In the following table,time is in column-$I$ and the phase of an oscillator starting from the mean position is in column-$II$. Match them appropriately.

Column-$I$	Column-$II$
$(a)$ $t = \frac{T}{8}$	$(i)$ $\theta = \frac{5\pi}{4}$
$(b)$ $t = \frac{5T}{8}$	$(ii)$ $\theta = \frac{3\pi}{2}$
	$(iii)$ $\theta = \frac{\pi}{4}$

(A) For an oscillator starting from the mean position,the displacement is given by $x = A \sin(\omega t)$.
The phase $\theta$ is given by $\theta = \omega t = \left(\frac{2\pi}{T}\right)t$.

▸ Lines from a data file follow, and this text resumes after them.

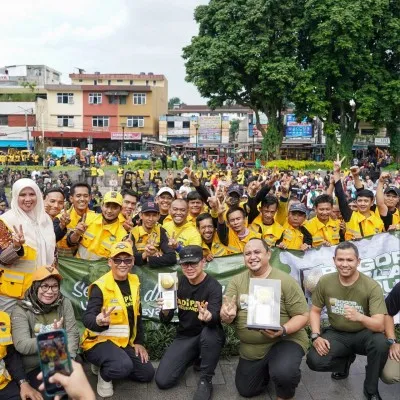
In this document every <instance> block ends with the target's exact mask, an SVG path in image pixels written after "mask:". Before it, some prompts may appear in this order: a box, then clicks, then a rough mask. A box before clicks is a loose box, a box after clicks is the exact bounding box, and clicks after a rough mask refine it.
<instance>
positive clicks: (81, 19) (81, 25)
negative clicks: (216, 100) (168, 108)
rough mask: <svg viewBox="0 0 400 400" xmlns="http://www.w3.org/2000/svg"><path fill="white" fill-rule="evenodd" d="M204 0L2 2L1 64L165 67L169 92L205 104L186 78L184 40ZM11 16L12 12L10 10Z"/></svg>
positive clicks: (190, 39)
mask: <svg viewBox="0 0 400 400" xmlns="http://www.w3.org/2000/svg"><path fill="white" fill-rule="evenodd" d="M207 3H208V1H207V0H112V1H110V0H67V1H66V2H64V1H57V0H56V1H54V0H35V1H32V0H14V1H12V2H11V1H8V2H6V3H4V4H2V6H1V11H2V15H3V18H2V19H1V20H2V21H1V27H2V35H1V37H0V49H1V51H0V63H1V64H0V66H5V65H15V64H46V65H48V66H49V67H52V68H54V69H56V70H58V71H61V72H62V82H63V83H69V82H70V80H69V77H68V74H69V73H71V72H74V71H75V72H76V69H75V67H79V68H83V69H85V70H86V72H88V73H89V72H94V71H100V72H103V73H111V72H116V73H124V72H125V73H139V72H141V71H145V72H150V71H151V72H154V73H155V74H164V75H165V76H166V77H167V78H168V82H169V94H168V95H169V97H170V98H171V97H180V98H181V100H182V101H184V102H185V103H187V104H205V103H206V99H202V98H201V97H200V95H199V93H198V91H197V89H196V88H195V87H194V86H193V85H191V84H188V83H186V82H185V67H184V61H183V59H182V57H181V55H182V47H184V46H186V45H187V44H189V43H190V40H191V38H192V36H194V35H196V34H197V32H198V28H197V25H196V23H195V22H194V20H193V12H194V9H195V7H196V6H197V5H200V4H207ZM6 16H8V17H6Z"/></svg>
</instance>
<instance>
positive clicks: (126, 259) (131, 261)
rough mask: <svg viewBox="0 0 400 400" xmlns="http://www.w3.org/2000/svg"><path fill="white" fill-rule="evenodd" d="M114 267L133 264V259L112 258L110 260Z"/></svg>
mask: <svg viewBox="0 0 400 400" xmlns="http://www.w3.org/2000/svg"><path fill="white" fill-rule="evenodd" d="M112 260H113V261H114V263H115V264H116V265H121V264H125V265H129V264H132V263H133V258H113V259H112Z"/></svg>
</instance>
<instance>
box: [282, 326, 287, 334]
mask: <svg viewBox="0 0 400 400" xmlns="http://www.w3.org/2000/svg"><path fill="white" fill-rule="evenodd" d="M281 336H282V337H285V336H287V332H286V327H285V326H284V325H282V335H281Z"/></svg>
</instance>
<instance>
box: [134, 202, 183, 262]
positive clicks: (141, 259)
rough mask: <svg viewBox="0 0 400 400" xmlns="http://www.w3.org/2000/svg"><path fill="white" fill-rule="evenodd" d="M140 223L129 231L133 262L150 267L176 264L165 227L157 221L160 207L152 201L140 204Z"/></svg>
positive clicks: (157, 220) (158, 218) (174, 251)
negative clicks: (130, 230)
mask: <svg viewBox="0 0 400 400" xmlns="http://www.w3.org/2000/svg"><path fill="white" fill-rule="evenodd" d="M139 215H140V219H141V221H142V223H141V225H138V226H135V227H134V228H133V229H132V231H131V239H132V241H133V249H134V255H135V264H136V265H139V266H140V265H144V264H148V265H149V266H150V267H168V266H171V265H175V264H176V254H175V251H174V250H173V249H172V248H171V247H169V246H168V236H167V232H166V231H165V229H164V228H163V227H162V226H161V225H160V224H159V223H158V220H159V218H160V209H159V207H158V204H157V203H155V202H154V201H148V202H146V203H144V204H143V205H142V211H141V212H140V214H139Z"/></svg>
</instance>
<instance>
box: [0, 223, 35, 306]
mask: <svg viewBox="0 0 400 400" xmlns="http://www.w3.org/2000/svg"><path fill="white" fill-rule="evenodd" d="M0 219H1V218H0ZM3 223H4V224H6V223H5V222H4V221H3ZM6 226H7V224H6ZM7 227H8V226H7ZM8 229H9V230H10V231H11V229H10V228H9V227H8ZM23 248H24V256H23V257H20V258H19V259H18V260H16V261H15V263H14V264H12V265H0V295H3V296H8V297H12V298H15V299H22V298H23V297H24V294H25V291H26V289H28V288H29V287H30V286H31V284H32V274H33V273H34V272H35V271H36V268H37V267H39V266H40V265H37V263H36V250H35V249H33V248H32V247H29V246H28V245H26V244H24V245H23Z"/></svg>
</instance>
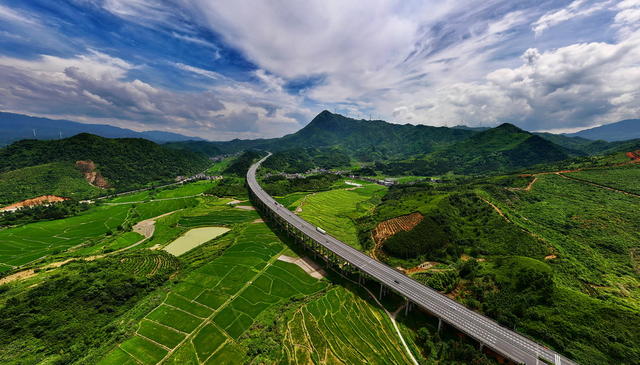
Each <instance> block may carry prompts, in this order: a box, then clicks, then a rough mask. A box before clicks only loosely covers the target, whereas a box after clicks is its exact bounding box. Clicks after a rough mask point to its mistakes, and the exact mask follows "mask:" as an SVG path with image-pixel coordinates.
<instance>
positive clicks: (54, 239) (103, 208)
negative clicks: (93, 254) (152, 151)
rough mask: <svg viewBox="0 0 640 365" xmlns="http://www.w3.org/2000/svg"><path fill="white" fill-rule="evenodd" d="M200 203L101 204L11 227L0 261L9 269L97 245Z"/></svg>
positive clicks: (0, 256)
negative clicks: (57, 255)
mask: <svg viewBox="0 0 640 365" xmlns="http://www.w3.org/2000/svg"><path fill="white" fill-rule="evenodd" d="M197 204H198V201H197V200H196V199H195V198H187V199H176V200H167V201H158V202H150V203H145V204H137V205H132V204H123V205H116V206H100V207H96V208H93V209H90V210H89V211H87V212H85V213H83V214H81V215H78V216H75V217H70V218H65V219H60V220H55V221H47V222H37V223H32V224H27V225H24V226H19V227H15V228H8V229H5V230H2V231H0V264H2V265H3V267H4V268H5V270H7V269H9V268H10V267H13V266H20V265H24V264H27V263H29V262H32V261H34V260H37V259H39V258H41V257H44V256H47V255H51V254H56V253H60V252H61V251H64V250H66V249H69V248H71V247H75V246H78V245H81V244H82V245H87V244H94V245H95V244H98V243H99V242H100V241H103V240H107V241H108V240H110V239H111V238H110V235H111V234H112V233H114V232H116V231H117V230H118V229H119V228H120V227H122V226H124V225H133V224H134V223H136V222H138V221H141V220H144V219H149V218H153V217H156V216H159V215H161V214H163V213H167V212H171V211H174V210H179V209H184V208H188V207H193V206H195V205H197ZM134 237H135V236H130V238H131V239H125V241H124V244H122V242H121V243H116V247H121V246H124V247H126V243H131V242H135V241H133V238H134ZM0 270H2V269H1V268H0Z"/></svg>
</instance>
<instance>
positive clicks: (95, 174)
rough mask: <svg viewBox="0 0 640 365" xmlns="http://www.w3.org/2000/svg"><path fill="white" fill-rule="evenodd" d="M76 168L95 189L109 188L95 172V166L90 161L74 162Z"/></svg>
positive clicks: (107, 184)
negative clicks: (95, 187) (94, 186)
mask: <svg viewBox="0 0 640 365" xmlns="http://www.w3.org/2000/svg"><path fill="white" fill-rule="evenodd" d="M76 168H77V169H78V170H80V172H82V174H83V175H84V178H85V179H86V180H87V182H88V183H89V184H91V185H93V186H95V187H97V188H100V189H106V188H108V187H109V183H108V182H107V180H106V179H105V178H104V177H103V176H102V174H100V171H97V170H96V164H95V163H94V162H93V161H91V160H87V161H76Z"/></svg>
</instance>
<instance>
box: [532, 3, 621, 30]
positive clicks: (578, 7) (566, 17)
mask: <svg viewBox="0 0 640 365" xmlns="http://www.w3.org/2000/svg"><path fill="white" fill-rule="evenodd" d="M610 3H611V1H610V0H608V1H600V2H595V3H593V4H589V3H588V1H587V0H575V1H573V2H572V3H571V4H569V6H567V7H566V8H563V9H560V10H554V11H550V12H547V13H545V14H544V15H543V16H541V17H540V19H538V20H537V21H536V22H534V23H533V26H532V29H533V31H534V32H535V33H536V35H539V34H541V33H543V32H544V31H545V30H547V29H549V28H551V27H553V26H556V25H558V24H560V23H564V22H566V21H568V20H575V19H577V18H581V17H586V16H589V15H591V14H594V13H596V12H598V11H601V10H603V9H605V8H606V7H607V6H608V5H609V4H610Z"/></svg>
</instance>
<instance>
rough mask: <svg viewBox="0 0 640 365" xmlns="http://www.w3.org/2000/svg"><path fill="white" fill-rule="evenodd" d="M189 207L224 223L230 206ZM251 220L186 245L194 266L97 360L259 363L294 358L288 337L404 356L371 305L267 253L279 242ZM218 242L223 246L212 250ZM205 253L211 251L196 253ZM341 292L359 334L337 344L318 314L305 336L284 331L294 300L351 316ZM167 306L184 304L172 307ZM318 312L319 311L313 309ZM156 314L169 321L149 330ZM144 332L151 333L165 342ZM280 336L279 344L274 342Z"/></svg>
mask: <svg viewBox="0 0 640 365" xmlns="http://www.w3.org/2000/svg"><path fill="white" fill-rule="evenodd" d="M197 209H200V210H199V214H201V215H200V216H201V217H208V218H207V219H208V220H209V222H210V224H218V225H220V224H228V222H229V221H228V218H229V215H228V214H227V210H229V209H232V208H224V207H217V208H215V207H212V208H211V209H209V210H205V209H204V208H196V210H197ZM192 214H193V213H192ZM202 214H204V215H202ZM181 219H182V220H184V219H186V218H185V217H183V218H181ZM216 220H217V222H216ZM252 221H253V217H251V216H246V217H245V218H244V219H241V218H238V219H236V220H234V223H233V225H232V227H233V230H232V232H230V233H229V234H227V235H225V236H224V237H222V238H220V239H219V240H215V241H214V242H212V243H210V244H207V245H204V246H202V247H201V248H198V249H196V250H193V252H190V253H187V254H186V256H185V257H184V258H183V259H184V260H186V262H188V263H191V264H190V265H195V266H194V267H197V268H196V269H195V270H193V271H191V272H189V273H187V274H185V275H184V276H182V277H180V278H179V279H178V280H177V284H176V285H175V286H173V287H172V288H171V289H170V293H169V294H168V295H167V297H166V298H165V300H164V304H161V305H159V306H158V307H157V308H155V309H154V310H151V311H150V312H149V313H148V314H146V316H145V318H146V319H143V320H142V321H141V322H140V325H139V327H137V330H136V335H134V336H133V337H131V339H129V340H127V341H125V342H123V343H122V344H121V345H120V346H118V347H115V348H113V349H112V351H111V352H110V353H109V354H108V355H107V356H106V357H105V358H104V359H103V360H102V361H101V362H100V363H102V364H116V363H117V364H120V363H124V362H126V361H132V356H133V358H136V359H138V360H139V361H143V362H145V363H150V364H151V363H156V362H157V361H159V359H161V358H163V357H165V356H166V357H167V363H169V364H173V363H180V364H185V363H197V361H200V362H204V361H207V363H230V364H235V363H244V362H245V360H247V359H248V358H251V359H253V360H254V361H258V362H264V363H274V362H277V361H283V362H291V361H293V360H294V359H295V355H293V356H294V357H292V353H291V352H290V351H289V346H290V344H291V341H293V342H300V341H305V342H306V341H309V342H311V343H312V344H313V345H314V346H318V347H320V346H326V347H328V348H330V349H331V350H329V352H331V354H332V355H331V356H334V357H338V358H342V359H347V360H348V359H362V356H363V355H362V354H365V355H364V356H365V357H366V358H367V359H368V360H369V361H372V362H378V361H380V360H381V359H380V358H378V357H377V356H375V354H374V353H371V354H369V353H370V352H371V349H372V348H374V349H379V348H385V349H386V350H385V354H386V355H388V356H387V357H386V359H385V360H384V361H385V363H388V361H389V360H391V361H393V362H394V363H406V358H405V357H404V355H403V353H402V352H401V351H399V347H398V344H397V339H396V338H395V336H394V333H393V331H392V329H391V328H390V323H388V321H385V320H384V319H383V318H382V314H381V313H380V310H379V309H376V308H372V307H371V305H370V304H368V303H367V302H364V301H362V300H359V299H357V297H353V294H350V293H349V292H348V291H346V290H345V289H344V288H342V287H333V288H332V289H331V290H330V291H329V292H327V293H325V290H326V289H327V287H328V286H329V284H328V283H327V282H326V281H318V280H316V279H312V278H311V277H310V276H308V275H307V274H306V273H304V272H303V271H302V270H301V269H299V268H298V267H297V266H295V265H292V264H288V263H284V262H280V261H277V260H275V259H276V258H277V257H278V256H279V255H280V253H281V252H283V251H284V250H285V248H286V246H284V245H283V244H282V242H280V241H279V239H278V238H277V237H276V236H275V235H274V234H273V233H272V232H271V231H270V230H269V229H268V228H267V227H266V226H265V225H264V224H263V223H250V222H252ZM165 224H167V222H164V221H161V222H159V225H165ZM169 225H170V223H169ZM214 247H218V251H215V249H214ZM221 247H227V248H226V249H224V251H220V248H221ZM207 252H209V254H207ZM215 252H217V254H215ZM212 253H214V256H209V259H208V260H203V258H204V257H205V256H206V255H211V254H212ZM203 255H204V256H203ZM216 255H219V256H217V258H216ZM340 298H343V299H340ZM345 298H349V302H350V303H355V304H352V305H355V306H356V307H357V309H358V316H359V317H360V320H359V321H357V322H358V326H357V327H356V328H357V330H356V336H355V337H357V336H358V334H359V336H361V338H362V339H358V338H355V337H354V340H353V342H352V343H351V345H349V346H344V345H343V344H342V343H341V342H340V341H342V340H341V338H342V337H341V336H336V335H335V333H334V332H331V331H332V330H335V329H333V328H327V327H326V325H330V326H334V325H335V324H334V323H325V322H322V323H321V324H319V328H316V329H315V330H314V331H315V332H314V335H313V337H312V338H307V337H306V336H308V335H306V334H305V333H301V332H292V328H293V327H294V326H295V323H297V321H298V320H299V318H300V317H299V316H300V310H301V309H302V308H312V307H313V308H317V309H320V308H329V311H331V312H332V313H331V316H334V317H336V316H337V317H340V318H339V322H340V323H346V322H345V319H346V318H351V314H349V313H350V312H344V311H342V310H340V309H338V307H336V306H335V305H334V303H333V302H334V300H335V299H337V300H338V301H340V300H342V301H344V300H346V299H345ZM328 304H330V307H327V305H328ZM302 306H304V307H302ZM175 307H177V308H181V309H182V310H184V311H186V312H182V311H179V312H176V311H175ZM302 310H309V309H302ZM315 311H316V310H315V309H314V312H315ZM189 313H190V314H189ZM318 315H320V316H321V317H320V318H322V314H321V313H320V312H318ZM345 316H346V317H345ZM337 317H336V319H338V318H337ZM350 320H354V319H353V318H351V319H350ZM156 322H157V323H162V324H164V325H166V326H169V327H163V326H160V327H158V326H156V327H155V332H154V331H148V330H147V327H149V326H153V325H154V324H155V323H156ZM314 323H315V322H314ZM171 328H175V329H176V330H172V329H171ZM342 330H346V328H343V329H342ZM351 330H353V329H351ZM145 337H146V338H149V337H152V338H153V341H156V342H159V343H162V344H163V345H164V346H165V348H163V347H161V346H158V345H156V344H154V343H153V342H151V341H149V340H147V339H145ZM372 340H374V341H372ZM283 341H284V343H285V346H284V347H282V346H280V343H281V342H283ZM392 344H393V345H392ZM167 349H168V350H169V351H171V354H169V353H168V352H167ZM376 351H378V350H376Z"/></svg>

For $(a)$ $t = \frac{T}{8}$,the phase is $\theta = \left(\frac{2\pi}{T}\right) \times \left(\frac{T}{8}\right) = \frac{\pi}{4}$. Thus,$(a-iii)$.
For $(b)$ $t = \frac{5T}{8}$,the phase is $\theta = \left(\frac{2\pi}{T}\right) \times \left(\frac{5T}{8}\right) = \frac{5\pi}{4}$. Thus,$(b-i)$.
Therefore,the correct matching is $(a-iii, b-i)$.